Du haut de la montagne, s’échappa une nuée tourbillonnante d’où s’éleva une
voix rauque lorsqu’elle vint tournoyer face aux Ursitori en soulevant le sable
de la plage : « Je suis le Roi des Brumes et j’ai le plaisir de vous
accueillir en mon palais de l’île-montagne. Ici, chaque grain de sable, chaque
rocher, chaque crevasse, est une partie de moi-même. Voyez, je vous entoure de
mon souffle invincible et je vous emmène jusqu’au plus haut du plus haut des
pics de l’île-montagne ! Contemplez ce qu’aucun humain n’a jamais
contemplé. Car personne avant vous n’en a été digne. Voyez, au cœur des nuages
ténébreux, l’arbre sacré aux trois pommes d’or ! Votre ami le
tchignomanush, lui, le connaît bien ! Il a essayé jadis d’en dérober les
fruits…Avec mes frères, nous lui avons infligé une terrible punition :
sous la forme d’un serpent monstrueux, il est devenu le gardien de la frontière
entre les mondes et devait le rester jusqu’à
ce que des coeurs purs viennent le délivrer de notre malédiction. Ce qui
équivalait pour nous à une condamnation éternelle car nous ne croyons pas à la
pureté des coeurs ! Et pourtant, vous êtes venus et vous avez triomphé de
toutes les épreuves du marais. J’ai admiré votre courage. C’est pourquoi j’ai
ordonné à mes juklanusch de vous laisser traverser la forêt… Mais je ne pensais
pas que vous iriez plus loin que le rivage, que deux enfants reviendraient des
contrées de l’oubli ! Il y a maintenant parmi vous deux âmes de cristal.

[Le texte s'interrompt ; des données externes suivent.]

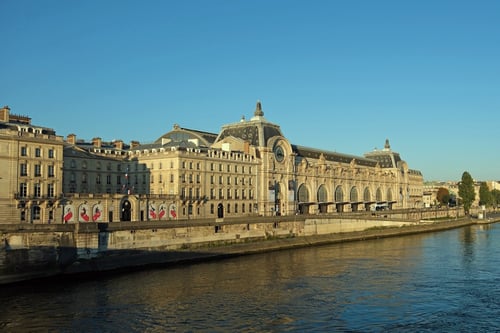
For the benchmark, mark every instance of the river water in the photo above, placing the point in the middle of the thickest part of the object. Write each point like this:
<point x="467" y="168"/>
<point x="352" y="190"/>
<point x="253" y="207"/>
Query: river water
<point x="438" y="282"/>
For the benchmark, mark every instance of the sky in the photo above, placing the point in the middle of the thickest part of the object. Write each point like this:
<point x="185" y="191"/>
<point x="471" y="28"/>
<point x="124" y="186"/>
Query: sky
<point x="336" y="75"/>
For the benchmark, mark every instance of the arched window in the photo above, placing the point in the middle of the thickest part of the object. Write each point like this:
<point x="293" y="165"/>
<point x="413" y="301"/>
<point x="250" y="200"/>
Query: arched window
<point x="322" y="194"/>
<point x="367" y="195"/>
<point x="353" y="196"/>
<point x="303" y="194"/>
<point x="339" y="194"/>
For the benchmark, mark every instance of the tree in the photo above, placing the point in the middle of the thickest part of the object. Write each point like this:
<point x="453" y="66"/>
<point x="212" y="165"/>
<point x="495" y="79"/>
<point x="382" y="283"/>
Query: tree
<point x="443" y="196"/>
<point x="495" y="198"/>
<point x="485" y="196"/>
<point x="466" y="191"/>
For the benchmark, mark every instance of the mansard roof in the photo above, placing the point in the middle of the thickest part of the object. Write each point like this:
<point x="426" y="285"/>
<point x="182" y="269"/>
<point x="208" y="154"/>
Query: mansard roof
<point x="386" y="157"/>
<point x="257" y="131"/>
<point x="332" y="156"/>
<point x="179" y="134"/>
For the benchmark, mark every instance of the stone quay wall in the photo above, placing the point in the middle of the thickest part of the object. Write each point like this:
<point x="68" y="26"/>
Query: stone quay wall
<point x="31" y="251"/>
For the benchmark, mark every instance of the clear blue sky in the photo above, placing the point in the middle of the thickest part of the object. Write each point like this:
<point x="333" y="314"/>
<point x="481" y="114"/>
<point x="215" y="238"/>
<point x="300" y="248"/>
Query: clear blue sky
<point x="335" y="75"/>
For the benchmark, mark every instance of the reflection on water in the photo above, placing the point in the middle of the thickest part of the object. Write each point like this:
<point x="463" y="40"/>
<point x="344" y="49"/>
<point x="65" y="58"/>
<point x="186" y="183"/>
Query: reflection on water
<point x="445" y="281"/>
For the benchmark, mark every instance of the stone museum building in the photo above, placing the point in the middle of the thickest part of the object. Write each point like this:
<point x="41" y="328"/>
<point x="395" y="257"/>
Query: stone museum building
<point x="249" y="168"/>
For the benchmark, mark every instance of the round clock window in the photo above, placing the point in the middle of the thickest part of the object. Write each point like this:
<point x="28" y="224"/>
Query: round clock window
<point x="279" y="154"/>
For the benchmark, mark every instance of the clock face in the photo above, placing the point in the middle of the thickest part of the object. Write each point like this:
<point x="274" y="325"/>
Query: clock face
<point x="279" y="154"/>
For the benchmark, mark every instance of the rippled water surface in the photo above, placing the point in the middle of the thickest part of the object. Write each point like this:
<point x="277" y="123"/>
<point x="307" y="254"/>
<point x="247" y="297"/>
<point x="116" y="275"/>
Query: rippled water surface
<point x="438" y="282"/>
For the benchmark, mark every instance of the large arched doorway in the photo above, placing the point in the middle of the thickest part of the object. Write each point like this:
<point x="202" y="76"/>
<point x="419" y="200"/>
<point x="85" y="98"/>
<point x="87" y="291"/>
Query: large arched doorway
<point x="353" y="197"/>
<point x="322" y="199"/>
<point x="126" y="211"/>
<point x="303" y="197"/>
<point x="220" y="211"/>
<point x="339" y="199"/>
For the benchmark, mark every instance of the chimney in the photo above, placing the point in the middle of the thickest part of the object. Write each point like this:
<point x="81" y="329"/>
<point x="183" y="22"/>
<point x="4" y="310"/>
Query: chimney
<point x="134" y="144"/>
<point x="118" y="144"/>
<point x="4" y="114"/>
<point x="97" y="142"/>
<point x="71" y="139"/>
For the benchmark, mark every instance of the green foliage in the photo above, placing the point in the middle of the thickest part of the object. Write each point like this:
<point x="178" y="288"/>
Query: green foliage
<point x="495" y="198"/>
<point x="485" y="196"/>
<point x="466" y="191"/>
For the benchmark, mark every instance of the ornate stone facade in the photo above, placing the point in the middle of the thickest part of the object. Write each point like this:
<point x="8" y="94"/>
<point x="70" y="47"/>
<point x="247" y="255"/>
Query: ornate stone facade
<point x="250" y="168"/>
<point x="31" y="159"/>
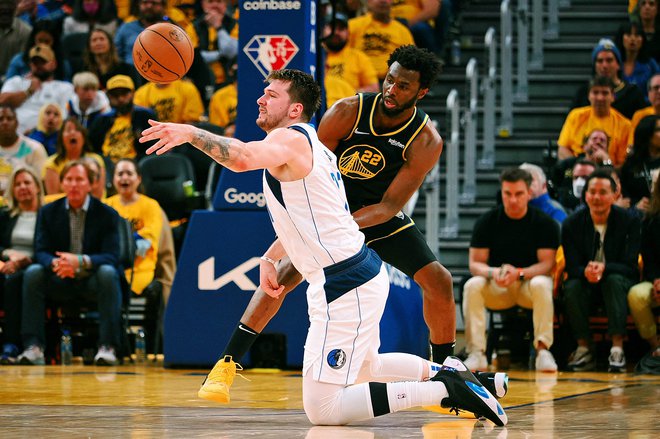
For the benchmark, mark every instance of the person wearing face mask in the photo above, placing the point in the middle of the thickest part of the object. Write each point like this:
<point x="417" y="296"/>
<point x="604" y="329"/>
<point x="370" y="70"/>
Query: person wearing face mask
<point x="540" y="197"/>
<point x="347" y="63"/>
<point x="115" y="134"/>
<point x="16" y="150"/>
<point x="88" y="14"/>
<point x="49" y="124"/>
<point x="594" y="151"/>
<point x="72" y="144"/>
<point x="15" y="34"/>
<point x="569" y="194"/>
<point x="144" y="215"/>
<point x="212" y="34"/>
<point x="89" y="102"/>
<point x="28" y="93"/>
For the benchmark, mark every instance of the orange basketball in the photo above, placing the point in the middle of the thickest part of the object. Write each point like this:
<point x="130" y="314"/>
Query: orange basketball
<point x="162" y="53"/>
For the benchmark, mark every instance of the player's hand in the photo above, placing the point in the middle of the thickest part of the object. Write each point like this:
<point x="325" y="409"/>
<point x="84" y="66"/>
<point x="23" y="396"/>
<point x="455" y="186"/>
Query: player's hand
<point x="594" y="271"/>
<point x="268" y="280"/>
<point x="169" y="135"/>
<point x="65" y="265"/>
<point x="643" y="204"/>
<point x="505" y="276"/>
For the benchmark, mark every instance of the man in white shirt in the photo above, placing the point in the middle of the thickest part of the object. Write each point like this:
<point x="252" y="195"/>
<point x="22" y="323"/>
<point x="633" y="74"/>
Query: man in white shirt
<point x="16" y="150"/>
<point x="30" y="92"/>
<point x="14" y="34"/>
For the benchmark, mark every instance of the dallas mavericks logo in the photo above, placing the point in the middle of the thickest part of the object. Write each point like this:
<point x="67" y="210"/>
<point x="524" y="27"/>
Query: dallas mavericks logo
<point x="270" y="52"/>
<point x="336" y="358"/>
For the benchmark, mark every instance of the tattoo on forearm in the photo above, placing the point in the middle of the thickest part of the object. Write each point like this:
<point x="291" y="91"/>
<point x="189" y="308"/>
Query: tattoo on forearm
<point x="217" y="147"/>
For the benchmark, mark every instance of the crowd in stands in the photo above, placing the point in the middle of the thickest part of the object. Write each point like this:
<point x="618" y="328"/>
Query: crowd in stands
<point x="72" y="106"/>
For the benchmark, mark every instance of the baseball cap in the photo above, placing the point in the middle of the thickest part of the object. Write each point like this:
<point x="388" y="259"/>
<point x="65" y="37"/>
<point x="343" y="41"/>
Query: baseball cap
<point x="120" y="81"/>
<point x="42" y="51"/>
<point x="339" y="18"/>
<point x="606" y="44"/>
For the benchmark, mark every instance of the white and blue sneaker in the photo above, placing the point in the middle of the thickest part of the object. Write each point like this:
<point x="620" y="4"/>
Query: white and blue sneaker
<point x="497" y="383"/>
<point x="465" y="392"/>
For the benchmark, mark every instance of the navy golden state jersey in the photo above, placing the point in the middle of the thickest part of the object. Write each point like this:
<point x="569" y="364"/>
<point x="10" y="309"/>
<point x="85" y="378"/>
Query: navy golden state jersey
<point x="369" y="161"/>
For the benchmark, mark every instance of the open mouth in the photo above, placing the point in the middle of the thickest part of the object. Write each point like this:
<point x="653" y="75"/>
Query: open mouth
<point x="389" y="103"/>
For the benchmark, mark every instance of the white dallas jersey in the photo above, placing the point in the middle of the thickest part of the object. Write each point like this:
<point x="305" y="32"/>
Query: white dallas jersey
<point x="310" y="215"/>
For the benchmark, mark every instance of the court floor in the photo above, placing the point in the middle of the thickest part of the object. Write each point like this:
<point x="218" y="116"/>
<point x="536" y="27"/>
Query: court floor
<point x="148" y="401"/>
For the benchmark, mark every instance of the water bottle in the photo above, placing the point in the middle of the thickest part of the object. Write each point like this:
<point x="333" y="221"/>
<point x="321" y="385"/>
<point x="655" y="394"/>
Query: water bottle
<point x="140" y="346"/>
<point x="66" y="348"/>
<point x="188" y="188"/>
<point x="456" y="53"/>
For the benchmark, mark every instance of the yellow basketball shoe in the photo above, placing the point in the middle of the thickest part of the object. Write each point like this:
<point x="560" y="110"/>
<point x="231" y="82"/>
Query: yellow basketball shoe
<point x="219" y="380"/>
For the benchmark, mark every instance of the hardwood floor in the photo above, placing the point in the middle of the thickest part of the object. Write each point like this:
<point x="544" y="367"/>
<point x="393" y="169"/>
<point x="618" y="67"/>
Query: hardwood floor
<point x="148" y="401"/>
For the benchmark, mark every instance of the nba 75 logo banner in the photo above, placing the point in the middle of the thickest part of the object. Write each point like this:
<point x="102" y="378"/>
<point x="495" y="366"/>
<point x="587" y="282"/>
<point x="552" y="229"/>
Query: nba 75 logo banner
<point x="270" y="52"/>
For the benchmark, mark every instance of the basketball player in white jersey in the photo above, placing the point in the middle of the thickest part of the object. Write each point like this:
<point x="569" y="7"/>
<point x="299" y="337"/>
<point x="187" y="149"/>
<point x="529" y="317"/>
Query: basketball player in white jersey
<point x="344" y="378"/>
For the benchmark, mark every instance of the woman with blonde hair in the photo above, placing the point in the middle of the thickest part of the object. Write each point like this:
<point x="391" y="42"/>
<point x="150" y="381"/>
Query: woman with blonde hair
<point x="17" y="228"/>
<point x="48" y="125"/>
<point x="72" y="144"/>
<point x="101" y="58"/>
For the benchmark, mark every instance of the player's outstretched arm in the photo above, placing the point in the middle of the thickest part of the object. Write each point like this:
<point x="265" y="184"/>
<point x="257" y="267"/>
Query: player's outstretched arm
<point x="277" y="149"/>
<point x="268" y="269"/>
<point x="262" y="308"/>
<point x="422" y="155"/>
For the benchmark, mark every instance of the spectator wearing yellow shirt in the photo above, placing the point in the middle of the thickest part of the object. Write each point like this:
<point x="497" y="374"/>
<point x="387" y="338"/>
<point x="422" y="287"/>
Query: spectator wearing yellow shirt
<point x="346" y="63"/>
<point x="144" y="215"/>
<point x="600" y="114"/>
<point x="377" y="34"/>
<point x="222" y="108"/>
<point x="178" y="101"/>
<point x="653" y="88"/>
<point x="115" y="134"/>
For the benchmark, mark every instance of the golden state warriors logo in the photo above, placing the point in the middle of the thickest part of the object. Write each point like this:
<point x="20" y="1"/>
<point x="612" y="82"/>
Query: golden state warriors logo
<point x="361" y="162"/>
<point x="336" y="358"/>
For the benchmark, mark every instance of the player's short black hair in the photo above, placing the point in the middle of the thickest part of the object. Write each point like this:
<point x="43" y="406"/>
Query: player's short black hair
<point x="605" y="174"/>
<point x="303" y="89"/>
<point x="513" y="175"/>
<point x="418" y="59"/>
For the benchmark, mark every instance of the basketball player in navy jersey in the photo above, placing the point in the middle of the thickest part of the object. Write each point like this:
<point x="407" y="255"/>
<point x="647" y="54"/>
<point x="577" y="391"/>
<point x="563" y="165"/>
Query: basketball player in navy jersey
<point x="345" y="379"/>
<point x="385" y="147"/>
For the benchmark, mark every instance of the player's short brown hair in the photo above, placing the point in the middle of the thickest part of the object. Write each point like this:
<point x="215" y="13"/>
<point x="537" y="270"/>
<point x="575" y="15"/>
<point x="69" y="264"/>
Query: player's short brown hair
<point x="303" y="89"/>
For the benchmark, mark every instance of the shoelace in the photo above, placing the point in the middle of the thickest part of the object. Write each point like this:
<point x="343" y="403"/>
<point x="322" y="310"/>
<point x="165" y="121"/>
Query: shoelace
<point x="455" y="410"/>
<point x="224" y="371"/>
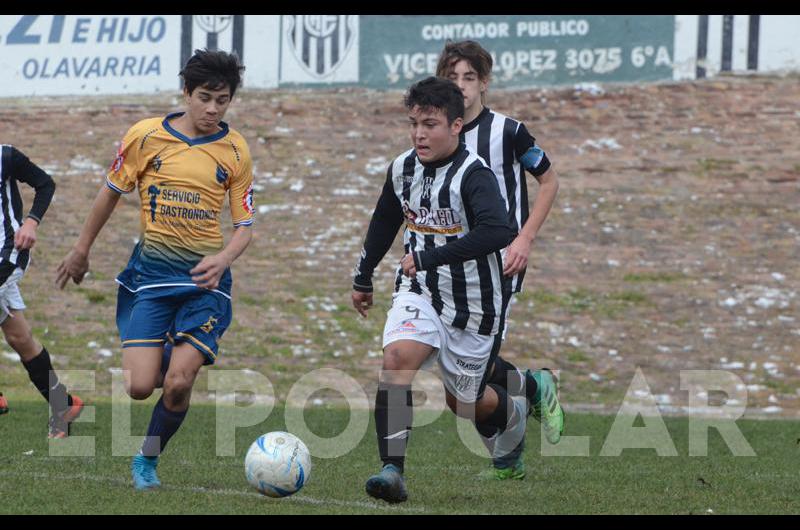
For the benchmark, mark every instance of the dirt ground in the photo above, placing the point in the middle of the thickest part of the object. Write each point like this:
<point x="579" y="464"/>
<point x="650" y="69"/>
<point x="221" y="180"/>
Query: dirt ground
<point x="674" y="243"/>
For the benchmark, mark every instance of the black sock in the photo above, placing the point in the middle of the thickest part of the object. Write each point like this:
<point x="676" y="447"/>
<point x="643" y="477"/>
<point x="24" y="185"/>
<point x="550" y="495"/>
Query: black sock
<point x="498" y="419"/>
<point x="510" y="378"/>
<point x="393" y="417"/>
<point x="164" y="423"/>
<point x="45" y="379"/>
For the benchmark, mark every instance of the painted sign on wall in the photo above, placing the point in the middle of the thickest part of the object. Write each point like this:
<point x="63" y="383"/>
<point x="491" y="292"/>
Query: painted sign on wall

Toi , Yanna et toi, Nanosh, vous allez avoir un privilège qu’aucun de vos
semblables n’a jamais eu. Je vous offre l’une des trois pommes de mon arbre.
Mais prenez garde ! Si vous êtes vraiment dignes de ma générosité, vous
choisirez le bon fruit. Si vous en êtes indignes, vous choisirez l’un des deux
autres. Alors, mes juklanusch vous dévoreront sans aucune pitié après vous
avoir découpé vivants avec leurs langues de métal ! Mais ce n’est pas
tout : si vous échouez, votre aïeul Shandor ne pourra jamais gagner
l’au-delà et son mulo reviendra à jamais hanter votre monde conquis par les
hordes victorieuses des Légions Noires qui y sont déjà à l’œuvre ! »
Nanosh adressa un pauvre sourire à Yanna qui répondit par un
léger hochement de tête en clignant des yeux. Sous sa paupière droite, la
petite étoile s’était mise à briller.
« Enfants du voyage, reprit le Roi des Brumes, voici
l’heure du choix ! La première pomme vous donnera la richesse. La deuxième
pomme vous donnera la santé. La troisième pomme vous donnera le bonheur.
Laquelle des trois choisissez-vous ? »
Nanosh et Yanna prirent
leur décision sans hésiter. Ils saisirent ensemble le fruit du milieu, celui de
la santé et ressentirent immédiatement l’indicible douleur d’une brûlure intense
qui fut aussitôt partagée par Yossip et Sara. En portant leurs regards vers les
paumes de leurs mains, tous constatèrent incrédules qu’elles avaient retrouvé
les lignes du destin disparues depuis la rencontre avec Aschani.